Verkehr sicherer geworden

Insgesamt sei der Verkehr für Personen in den vergangenen Jahren sicherer geworden. "Wir beobachten rückläufige Zahlen bei tödlichen Unfällen. Der zunehmende Verkehr macht den Verkehrsraum aber enger", so der erfahrene Polizist, der seit rund 30 Jahren im Dienst ist.

Trotz allem macht die Unfallaufnahme einen nicht unerheblichen Teil der Tätigkeit von Meinlschmidt und seinen Kollegen aus. "Einerseits ist diese Tätigkeit sehr spannend, weil ich rauskriegen möchte, warum der Unfall passiert ist, andererseits ist sie auch sehr belastend." Denn zu ihrem Job gehört mitunter auch das Überbringen von Todesnachrichten. Hierbei werden sie von Kriseninterventionsteams unterstützt. "Wir müssen schneller sein als die Medien." Schlimm sei es nämlich, wenn Angehörige zur Unfallstelle kämen. Auch Gaffer, die Fotos von Trümmern und Opfern machen, sei ein Riesenproblem. "Wir werden das nicht gänzlich unterbinden können, aber hierbei ist Opferschutz eine unserer wichtigsten Aufgaben durch das Aufstellen von Sichtschutzwänden", so Meinlschmidt.

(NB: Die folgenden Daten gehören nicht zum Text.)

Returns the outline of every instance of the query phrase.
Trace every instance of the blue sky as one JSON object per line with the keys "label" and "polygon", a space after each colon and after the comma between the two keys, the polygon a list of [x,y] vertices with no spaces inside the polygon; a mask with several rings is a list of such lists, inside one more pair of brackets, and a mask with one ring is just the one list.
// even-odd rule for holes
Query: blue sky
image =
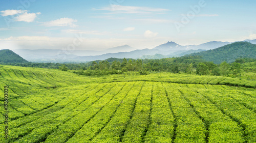
{"label": "blue sky", "polygon": [[255,1],[1,1],[0,49],[152,48],[256,39]]}

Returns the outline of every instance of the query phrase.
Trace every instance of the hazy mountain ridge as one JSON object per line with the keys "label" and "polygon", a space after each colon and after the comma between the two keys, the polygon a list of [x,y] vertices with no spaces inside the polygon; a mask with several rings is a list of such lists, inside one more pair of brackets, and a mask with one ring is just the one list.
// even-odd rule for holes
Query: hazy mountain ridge
{"label": "hazy mountain ridge", "polygon": [[[256,39],[246,40],[245,41],[256,43]],[[211,41],[198,45],[182,46],[174,42],[168,42],[151,49],[144,49],[133,50],[135,49],[134,48],[125,45],[103,51],[17,49],[14,50],[14,51],[23,58],[32,62],[81,62],[104,60],[111,58],[159,59],[173,56],[177,57],[186,54],[201,51],[198,50],[199,49],[204,50],[213,49],[231,43],[228,42]],[[192,50],[189,51],[190,50]],[[129,51],[130,50],[132,51]]]}
{"label": "hazy mountain ridge", "polygon": [[256,59],[256,44],[248,42],[238,42],[224,46],[187,55],[199,55],[207,61],[220,64],[223,61],[234,62],[240,57]]}
{"label": "hazy mountain ridge", "polygon": [[0,50],[0,62],[24,63],[28,62],[13,51],[4,49]]}

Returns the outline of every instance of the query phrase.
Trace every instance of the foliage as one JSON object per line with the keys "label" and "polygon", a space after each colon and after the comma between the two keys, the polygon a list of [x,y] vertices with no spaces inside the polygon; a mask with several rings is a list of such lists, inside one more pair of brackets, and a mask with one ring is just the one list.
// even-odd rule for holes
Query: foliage
{"label": "foliage", "polygon": [[8,85],[11,95],[11,133],[8,139],[0,134],[0,142],[255,140],[256,81],[129,73],[88,77],[57,69],[1,66],[0,90]]}
{"label": "foliage", "polygon": [[0,64],[5,63],[25,63],[28,62],[28,61],[10,50],[0,50]]}
{"label": "foliage", "polygon": [[218,64],[223,61],[231,63],[240,57],[256,59],[256,45],[247,42],[238,42],[189,55],[201,56],[203,59]]}

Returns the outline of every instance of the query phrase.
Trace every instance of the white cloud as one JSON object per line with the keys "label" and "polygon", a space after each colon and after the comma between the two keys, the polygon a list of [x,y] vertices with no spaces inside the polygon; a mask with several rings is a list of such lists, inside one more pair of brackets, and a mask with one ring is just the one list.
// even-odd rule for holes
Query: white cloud
{"label": "white cloud", "polygon": [[105,10],[112,12],[118,12],[123,13],[151,13],[153,12],[163,12],[170,11],[168,9],[161,8],[153,8],[143,7],[123,6],[113,5],[108,7],[105,7],[96,10]]}
{"label": "white cloud", "polygon": [[34,21],[38,15],[40,14],[40,12],[28,13],[27,10],[7,10],[0,12],[3,16],[12,16],[13,20],[14,21],[25,21],[27,22],[31,22]]}
{"label": "white cloud", "polygon": [[0,12],[1,12],[2,13],[1,14],[2,16],[7,16],[9,15],[14,15],[18,14],[24,13],[27,12],[28,12],[27,10],[7,10],[5,11],[2,11]]}
{"label": "white cloud", "polygon": [[48,27],[69,26],[72,27],[76,27],[77,25],[74,24],[74,22],[76,22],[77,21],[77,20],[73,19],[72,18],[61,18],[55,20],[45,22],[44,25]]}
{"label": "white cloud", "polygon": [[212,16],[218,16],[218,14],[199,14],[196,15],[196,17],[212,17]]}
{"label": "white cloud", "polygon": [[65,30],[62,31],[63,32],[72,34],[84,34],[89,35],[103,35],[108,34],[106,32],[100,32],[97,31],[81,31],[81,30]]}
{"label": "white cloud", "polygon": [[156,37],[158,34],[158,33],[154,33],[151,31],[147,30],[144,33],[144,36],[145,37]]}
{"label": "white cloud", "polygon": [[23,14],[20,14],[15,18],[15,21],[25,21],[27,22],[31,22],[34,21],[36,16],[41,14],[40,12],[36,13],[28,13],[25,12]]}
{"label": "white cloud", "polygon": [[133,20],[137,20],[146,23],[173,23],[174,21],[163,19],[134,19]]}
{"label": "white cloud", "polygon": [[125,28],[124,29],[123,29],[123,31],[134,31],[134,30],[135,30],[135,27],[127,27],[127,28]]}
{"label": "white cloud", "polygon": [[241,41],[244,40],[254,40],[256,39],[256,34],[250,34],[249,36],[247,37],[243,37],[241,38]]}

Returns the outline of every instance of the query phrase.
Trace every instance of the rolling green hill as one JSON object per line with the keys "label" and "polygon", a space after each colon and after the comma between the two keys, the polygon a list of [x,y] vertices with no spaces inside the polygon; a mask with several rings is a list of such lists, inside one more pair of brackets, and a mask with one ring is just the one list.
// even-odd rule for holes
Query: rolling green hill
{"label": "rolling green hill", "polygon": [[0,65],[0,92],[6,85],[9,136],[0,134],[1,142],[256,140],[256,81],[170,73],[87,77]]}
{"label": "rolling green hill", "polygon": [[0,50],[0,62],[3,63],[27,63],[26,60],[9,49]]}
{"label": "rolling green hill", "polygon": [[230,63],[240,57],[255,59],[256,45],[247,42],[238,42],[189,55],[200,55],[203,59],[215,64],[220,64],[224,61]]}

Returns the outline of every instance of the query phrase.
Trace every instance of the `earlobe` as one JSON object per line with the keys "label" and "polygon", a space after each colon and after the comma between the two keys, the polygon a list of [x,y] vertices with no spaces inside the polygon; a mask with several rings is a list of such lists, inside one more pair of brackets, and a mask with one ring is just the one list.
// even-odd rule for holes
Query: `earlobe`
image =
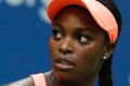
{"label": "earlobe", "polygon": [[106,44],[103,59],[107,59],[112,56],[115,45],[116,45],[116,43]]}

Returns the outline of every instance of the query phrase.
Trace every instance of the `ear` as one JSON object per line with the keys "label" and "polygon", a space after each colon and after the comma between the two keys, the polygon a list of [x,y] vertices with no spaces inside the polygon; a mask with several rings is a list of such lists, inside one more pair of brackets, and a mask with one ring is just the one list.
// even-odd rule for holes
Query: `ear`
{"label": "ear", "polygon": [[115,46],[116,46],[116,43],[107,43],[106,44],[105,52],[104,52],[104,56],[106,58],[109,58],[112,56]]}

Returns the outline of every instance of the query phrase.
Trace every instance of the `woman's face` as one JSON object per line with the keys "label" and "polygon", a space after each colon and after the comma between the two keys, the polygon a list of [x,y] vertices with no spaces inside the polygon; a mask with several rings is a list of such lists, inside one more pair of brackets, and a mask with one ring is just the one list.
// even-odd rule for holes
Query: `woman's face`
{"label": "woman's face", "polygon": [[104,32],[89,12],[64,9],[52,24],[52,71],[61,81],[84,81],[99,73],[106,52]]}

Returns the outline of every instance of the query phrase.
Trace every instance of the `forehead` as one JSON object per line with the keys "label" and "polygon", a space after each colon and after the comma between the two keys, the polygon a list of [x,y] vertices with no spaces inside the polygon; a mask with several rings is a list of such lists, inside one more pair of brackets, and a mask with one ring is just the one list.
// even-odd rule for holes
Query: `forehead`
{"label": "forehead", "polygon": [[93,31],[102,31],[89,11],[77,5],[70,5],[61,10],[54,17],[54,24],[60,24],[64,27],[72,25],[76,28],[90,28]]}

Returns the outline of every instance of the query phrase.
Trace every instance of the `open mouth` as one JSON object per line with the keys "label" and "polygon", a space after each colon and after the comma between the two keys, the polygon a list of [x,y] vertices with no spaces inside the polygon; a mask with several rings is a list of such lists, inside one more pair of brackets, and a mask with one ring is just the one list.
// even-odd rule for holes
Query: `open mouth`
{"label": "open mouth", "polygon": [[69,59],[58,58],[54,61],[54,67],[56,70],[60,70],[60,71],[69,71],[74,69],[75,63]]}

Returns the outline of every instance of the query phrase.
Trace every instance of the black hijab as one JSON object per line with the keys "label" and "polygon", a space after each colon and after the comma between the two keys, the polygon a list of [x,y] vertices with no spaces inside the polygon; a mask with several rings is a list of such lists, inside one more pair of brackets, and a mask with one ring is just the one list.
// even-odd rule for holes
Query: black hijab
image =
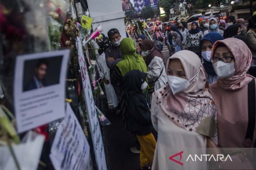
{"label": "black hijab", "polygon": [[175,32],[177,32],[177,33],[180,35],[180,38],[181,39],[181,41],[183,41],[183,36],[182,36],[181,33],[180,31],[178,30],[176,26],[171,26],[171,27],[170,27],[170,30],[171,30],[171,31],[172,31]]}
{"label": "black hijab", "polygon": [[148,74],[138,70],[129,71],[123,78],[123,89],[125,92],[126,97],[129,97],[135,93],[143,95],[141,85],[147,78]]}
{"label": "black hijab", "polygon": [[236,18],[233,16],[233,15],[230,15],[227,18],[227,19],[226,20],[226,22],[227,22],[227,21],[228,20],[228,19],[229,19],[231,20],[231,21],[233,21],[233,24],[236,24]]}
{"label": "black hijab", "polygon": [[240,26],[236,24],[232,25],[229,26],[224,31],[223,37],[224,39],[228,38],[231,38],[234,35],[237,34],[238,29]]}
{"label": "black hijab", "polygon": [[146,39],[140,43],[139,45],[140,49],[141,48],[141,47],[142,47],[143,48],[147,50],[152,50],[147,57],[147,59],[145,62],[147,67],[148,66],[152,60],[155,57],[161,58],[164,61],[164,63],[165,63],[164,58],[164,55],[162,52],[155,45],[154,45],[154,43],[151,40],[149,39]]}
{"label": "black hijab", "polygon": [[256,29],[256,15],[250,18],[248,20],[249,24],[248,25],[248,30],[250,29]]}

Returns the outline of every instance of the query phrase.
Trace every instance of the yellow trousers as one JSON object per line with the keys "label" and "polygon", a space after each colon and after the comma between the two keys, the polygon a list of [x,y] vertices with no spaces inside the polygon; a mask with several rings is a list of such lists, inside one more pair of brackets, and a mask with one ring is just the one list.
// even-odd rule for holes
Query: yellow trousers
{"label": "yellow trousers", "polygon": [[154,158],[155,149],[156,142],[154,135],[151,133],[147,135],[136,135],[140,145],[140,165],[145,167],[149,163],[151,166]]}

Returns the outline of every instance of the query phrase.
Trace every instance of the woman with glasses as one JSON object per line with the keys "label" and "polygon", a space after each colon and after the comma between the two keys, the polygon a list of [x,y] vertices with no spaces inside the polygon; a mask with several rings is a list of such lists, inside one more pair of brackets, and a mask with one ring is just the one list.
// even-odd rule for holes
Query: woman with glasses
{"label": "woman with glasses", "polygon": [[147,57],[145,62],[148,67],[148,78],[150,85],[148,91],[152,93],[164,86],[167,82],[164,58],[159,49],[150,40],[145,40],[139,44],[142,51],[141,55]]}
{"label": "woman with glasses", "polygon": [[141,55],[141,50],[140,49],[140,48],[139,44],[146,39],[147,37],[146,36],[143,34],[141,34],[138,36],[137,37],[137,39],[136,40],[136,43],[135,43],[136,47],[136,53],[140,55]]}
{"label": "woman with glasses", "polygon": [[253,147],[255,78],[246,74],[252,53],[243,41],[234,38],[216,41],[212,51],[211,61],[219,78],[209,90],[217,106],[219,146]]}
{"label": "woman with glasses", "polygon": [[[201,60],[180,51],[169,58],[166,68],[168,83],[152,95],[151,118],[158,138],[152,169],[206,169],[205,162],[184,160],[187,149],[204,154],[206,147],[218,144],[216,106]],[[178,154],[170,157],[183,150],[182,166],[173,160],[181,159]]]}
{"label": "woman with glasses", "polygon": [[218,78],[210,60],[212,48],[215,42],[223,39],[223,37],[218,33],[210,33],[204,35],[201,41],[201,55],[204,60],[203,65],[205,70],[207,80],[210,84],[216,82]]}

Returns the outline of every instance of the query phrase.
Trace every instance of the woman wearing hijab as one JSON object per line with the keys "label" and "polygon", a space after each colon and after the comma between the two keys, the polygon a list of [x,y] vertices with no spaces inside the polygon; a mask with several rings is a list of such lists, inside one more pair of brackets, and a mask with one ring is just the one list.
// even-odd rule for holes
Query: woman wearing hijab
{"label": "woman wearing hijab", "polygon": [[179,31],[180,33],[182,35],[182,37],[183,40],[182,41],[182,45],[185,45],[185,43],[186,42],[186,38],[187,37],[187,34],[188,30],[188,29],[185,28],[184,24],[183,22],[181,22],[179,24]]}
{"label": "woman wearing hijab", "polygon": [[191,29],[188,32],[185,48],[188,50],[201,56],[200,42],[204,36],[203,32],[200,29],[196,22],[193,22],[191,25]]}
{"label": "woman wearing hijab", "polygon": [[[253,147],[256,132],[255,78],[246,74],[251,65],[252,53],[244,42],[234,38],[216,41],[212,52],[211,61],[219,78],[210,86],[209,91],[217,106],[219,146]],[[246,156],[248,153],[243,154]],[[234,165],[237,165],[236,163]]]}
{"label": "woman wearing hijab", "polygon": [[[205,153],[207,145],[218,144],[216,107],[206,88],[200,59],[182,50],[171,57],[166,66],[168,83],[152,95],[151,117],[158,132],[152,170],[179,169],[180,165],[168,159],[170,156],[192,147]],[[182,156],[188,155],[184,152]],[[194,162],[184,163],[182,168],[207,169],[203,162]]]}
{"label": "woman wearing hijab", "polygon": [[229,27],[236,24],[236,18],[233,15],[230,15],[227,18],[226,26]]}
{"label": "woman wearing hijab", "polygon": [[209,33],[217,33],[222,36],[223,36],[224,32],[219,28],[219,25],[217,21],[217,19],[214,18],[212,18],[209,19],[208,22],[209,24],[209,29],[204,31],[204,34],[205,35]]}
{"label": "woman wearing hijab", "polygon": [[252,50],[252,56],[256,58],[256,15],[251,17],[248,20],[249,30],[246,33],[249,46]]}
{"label": "woman wearing hijab", "polygon": [[[120,45],[120,50],[122,54],[122,59],[115,67],[110,77],[110,82],[113,85],[121,88],[124,76],[129,71],[133,70],[147,73],[147,66],[143,58],[136,52],[135,44],[132,39],[125,38],[123,39]],[[121,109],[124,119],[124,126],[127,127],[125,119],[126,105],[124,94],[122,89]]]}
{"label": "woman wearing hijab", "polygon": [[247,28],[244,24],[244,20],[242,18],[236,19],[236,24],[240,26],[240,28],[241,29],[241,33],[240,35],[243,36],[246,36]]}
{"label": "woman wearing hijab", "polygon": [[142,34],[138,36],[136,40],[136,43],[135,44],[136,46],[136,52],[140,55],[141,55],[141,50],[140,48],[139,44],[143,41],[145,40],[146,38],[146,36]]}
{"label": "woman wearing hijab", "polygon": [[200,29],[203,33],[208,30],[209,24],[205,19],[203,19],[200,22]]}
{"label": "woman wearing hijab", "polygon": [[103,34],[96,37],[96,41],[100,49],[98,50],[96,66],[100,77],[103,80],[106,93],[108,102],[112,102],[114,107],[117,106],[119,102],[112,85],[110,83],[110,72],[106,63],[105,51],[111,46],[109,39]]}
{"label": "woman wearing hijab", "polygon": [[236,24],[232,25],[225,30],[223,37],[224,39],[231,38],[234,35],[239,35],[241,33],[241,29],[239,25]]}
{"label": "woman wearing hijab", "polygon": [[220,22],[220,26],[221,26],[220,28],[223,28],[224,30],[226,29],[228,27],[226,26],[226,22],[224,20],[221,20]]}
{"label": "woman wearing hijab", "polygon": [[174,53],[183,49],[182,47],[182,41],[180,36],[177,32],[173,32],[172,33],[172,44],[174,48]]}
{"label": "woman wearing hijab", "polygon": [[156,31],[154,33],[154,42],[155,44],[161,51],[163,50],[163,41],[164,41],[164,35],[160,31],[160,27],[157,26]]}
{"label": "woman wearing hijab", "polygon": [[[127,129],[136,136],[140,145],[140,169],[150,169],[156,143],[150,110],[143,91],[148,87],[147,74],[138,70],[129,71],[124,77],[122,88],[127,107],[125,114]],[[149,163],[150,165],[148,165]]]}
{"label": "woman wearing hijab", "polygon": [[[183,41],[183,36],[182,36],[182,34],[179,31],[179,30],[177,29],[176,27],[174,26],[171,26],[171,27],[169,28],[170,30],[170,34],[172,34],[173,32],[176,32],[177,33],[178,33],[180,36],[180,38],[181,39],[181,41]],[[171,36],[171,35],[170,35]]]}
{"label": "woman wearing hijab", "polygon": [[204,60],[203,65],[205,70],[207,80],[210,84],[215,83],[218,78],[211,62],[212,48],[215,42],[223,39],[223,37],[219,33],[210,33],[204,35],[201,41],[201,55]]}
{"label": "woman wearing hijab", "polygon": [[140,43],[140,47],[142,51],[142,56],[147,57],[146,63],[148,67],[148,84],[155,83],[154,88],[149,89],[152,93],[163,87],[167,82],[164,58],[160,50],[150,40],[147,39],[142,41]]}

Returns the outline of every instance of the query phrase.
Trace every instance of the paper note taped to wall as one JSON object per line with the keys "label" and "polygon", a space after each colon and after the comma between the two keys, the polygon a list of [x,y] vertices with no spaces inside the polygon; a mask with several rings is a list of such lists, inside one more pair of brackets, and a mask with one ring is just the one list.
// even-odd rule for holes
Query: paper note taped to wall
{"label": "paper note taped to wall", "polygon": [[93,19],[87,17],[84,15],[82,17],[82,24],[81,25],[83,28],[89,30],[91,28],[92,23]]}

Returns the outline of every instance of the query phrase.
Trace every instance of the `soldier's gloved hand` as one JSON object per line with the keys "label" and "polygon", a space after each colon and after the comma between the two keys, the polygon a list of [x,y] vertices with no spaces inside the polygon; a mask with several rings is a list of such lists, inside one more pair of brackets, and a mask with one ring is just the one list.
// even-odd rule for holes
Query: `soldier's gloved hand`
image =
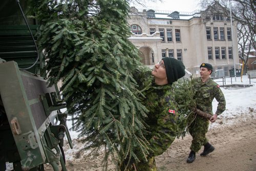
{"label": "soldier's gloved hand", "polygon": [[210,118],[210,121],[212,123],[215,122],[217,119],[217,117],[218,117],[217,114],[214,114],[214,115],[212,115],[211,118]]}

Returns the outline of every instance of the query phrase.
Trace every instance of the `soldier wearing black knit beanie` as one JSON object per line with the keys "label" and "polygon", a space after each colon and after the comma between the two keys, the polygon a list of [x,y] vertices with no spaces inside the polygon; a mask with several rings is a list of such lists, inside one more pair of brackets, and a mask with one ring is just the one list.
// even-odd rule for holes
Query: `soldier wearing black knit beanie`
{"label": "soldier wearing black knit beanie", "polygon": [[166,151],[176,138],[179,111],[172,84],[185,75],[185,67],[181,61],[165,57],[155,65],[151,74],[153,77],[145,77],[139,88],[145,97],[142,103],[148,110],[144,121],[150,133],[145,137],[150,149],[146,160],[139,157],[140,162],[134,162],[137,170],[156,170],[155,157]]}
{"label": "soldier wearing black knit beanie", "polygon": [[170,57],[164,57],[162,60],[164,63],[169,84],[172,84],[185,75],[185,66],[180,60]]}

Er selbst könne in besonders belastenden Situationen besonders gut abschalten, wenn er Motorradfahrsicherheitstrainings gibt, sagt der leidenschaftliche Biker. "Ich hatte schon immer Benzin im Blut und eine Affinität zu Motoren", schwärmt Jörg Meinlschmidt.

Physik ins Spiel bringen

Auch hierbei geht es ihm darum, für Verständnis und Rücksichtnahme von allen Verkehrsteilnehmer zu werben. "In meinem Beruf ist die Erklärung des Warums von großer Bedeutung. Wir müssen über die Einhaltung von Regeln im Straßenverkehr wieder die Physik ins Spiel bringen", so Meinlschmidt. Er kann sich noch gut eine besondere Ausrede von einem Autofahrer erinnern, der mit 160 km/h durch eine Baustelle fuhr, in der Tempo 80 galt: Er sei auf dem Weg zu einer Beerdigung.

Die Arbeit im Verkehrssicherheitsdienst der Polizei ist in den vergangenen Jahren immer technisierter geworden. Das sei manchmal Fluch und Segen zugleich, so Meinlschmidt. "ABS-Systeme machen keine Bremsspuren mehr, die uns die Rekonstruktion eines Unfallgeschehens erleichtern." In einem anderen Fall habe aber die Überwachungskamera eines Betriebes für den Unfall zwischen einem Sattelzug und einem Rollerfahrer wichtige Erkenntnisse geliefert. Die moderne Technik wie zum Beispiel Smartphones wird immer wichtiger bei der Datengewinnung, so Meinlschmidt abschließend.